Think that humanitarian groups and big religious organisations are the only ones that can help persecuted Christians in the Middle East? Think again.
Roman Catholic Church leaders recently outlined ways on how ordinary citizens can extend assistance to Christians who cannot fully practice their faith in predominantly Muslim nations in the Middle East.
Chaldean Archbishop Bashar Warda of Erbil in northern Iraq, for instance, said prayers and raising awareness can go a long way for persecuted Christians in the Middle East.
"Pray for them. Tell their story. Raise awareness about persecution. Give aid," the archbishop said, as quoted by the Catholic News Agency.
On the political front, Archbishop Warda said Christians in the United States and in Canada can help their persecuted fellow faithful by exerting pressure on politicians "to really adjust the whole political vision of America, Canada and the Middle East."
Carl Anderson, Supreme Knight of the Knights of Columbus meanwhile suggested that Christians discuss the topic of persecution in the Middle East among their parishes, so that more people will be made aware of the plight of the faithful in Muslim-dominated nations.

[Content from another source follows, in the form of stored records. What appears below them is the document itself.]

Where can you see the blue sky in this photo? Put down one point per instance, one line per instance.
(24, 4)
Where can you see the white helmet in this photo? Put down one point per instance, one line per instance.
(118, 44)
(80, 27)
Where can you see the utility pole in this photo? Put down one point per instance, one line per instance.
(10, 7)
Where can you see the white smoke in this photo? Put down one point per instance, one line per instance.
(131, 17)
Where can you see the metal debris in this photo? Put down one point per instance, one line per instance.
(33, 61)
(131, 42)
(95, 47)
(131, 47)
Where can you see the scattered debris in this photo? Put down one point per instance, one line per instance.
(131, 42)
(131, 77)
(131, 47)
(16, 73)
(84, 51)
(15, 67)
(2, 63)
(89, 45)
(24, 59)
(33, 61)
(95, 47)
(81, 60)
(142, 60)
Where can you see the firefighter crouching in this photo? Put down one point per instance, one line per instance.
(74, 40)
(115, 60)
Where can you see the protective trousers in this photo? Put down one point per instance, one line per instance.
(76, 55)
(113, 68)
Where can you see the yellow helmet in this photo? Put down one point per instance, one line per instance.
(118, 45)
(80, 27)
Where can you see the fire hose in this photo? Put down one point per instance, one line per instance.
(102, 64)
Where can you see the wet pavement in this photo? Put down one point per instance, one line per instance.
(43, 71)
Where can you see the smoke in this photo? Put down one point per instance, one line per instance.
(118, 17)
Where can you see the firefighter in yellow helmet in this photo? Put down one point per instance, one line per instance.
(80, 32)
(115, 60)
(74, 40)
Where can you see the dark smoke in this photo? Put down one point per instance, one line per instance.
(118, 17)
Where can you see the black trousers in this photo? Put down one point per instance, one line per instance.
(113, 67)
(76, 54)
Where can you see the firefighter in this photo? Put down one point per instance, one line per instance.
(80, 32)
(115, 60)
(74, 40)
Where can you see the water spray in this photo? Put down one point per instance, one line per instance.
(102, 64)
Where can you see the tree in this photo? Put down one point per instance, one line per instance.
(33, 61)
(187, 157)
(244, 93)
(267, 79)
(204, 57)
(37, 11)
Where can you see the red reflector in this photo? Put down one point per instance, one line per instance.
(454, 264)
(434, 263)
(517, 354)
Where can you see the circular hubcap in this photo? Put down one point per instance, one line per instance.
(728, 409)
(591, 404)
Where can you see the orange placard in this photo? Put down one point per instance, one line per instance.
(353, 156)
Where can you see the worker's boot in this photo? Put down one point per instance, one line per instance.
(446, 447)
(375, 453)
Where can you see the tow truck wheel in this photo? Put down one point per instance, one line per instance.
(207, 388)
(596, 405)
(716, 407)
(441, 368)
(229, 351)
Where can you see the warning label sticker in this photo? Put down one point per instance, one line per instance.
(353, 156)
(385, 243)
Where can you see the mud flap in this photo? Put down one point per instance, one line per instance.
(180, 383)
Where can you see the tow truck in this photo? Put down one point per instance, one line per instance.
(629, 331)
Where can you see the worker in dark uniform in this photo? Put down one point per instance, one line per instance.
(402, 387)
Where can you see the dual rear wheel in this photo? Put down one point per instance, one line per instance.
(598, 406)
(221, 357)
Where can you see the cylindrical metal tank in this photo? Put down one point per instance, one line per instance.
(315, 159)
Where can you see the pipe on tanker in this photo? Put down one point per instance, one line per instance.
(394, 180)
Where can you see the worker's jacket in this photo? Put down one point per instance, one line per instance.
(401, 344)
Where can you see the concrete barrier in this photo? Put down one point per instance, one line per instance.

"They [Christians] can speak out. They should talk with their parish. And they should pray," Anderson also told the Catholic News Agency.
He also maintained that Christians in conflict-torn areas still have every right to practice their faith in God.
"These communities that still speak the language of Jesus have the right to continue," Anderson said. "They must have equal rights."
Anderson however said that helping persecuted Christians in the Middle East should not just stop with prayers, aid and political actions. Ultimately, those who persecute them, including the terror group Islamic State (ISIS), should be held accountable for violating the human rights of Christians.
"The perpetrators of genocide must be brought to justice," he said.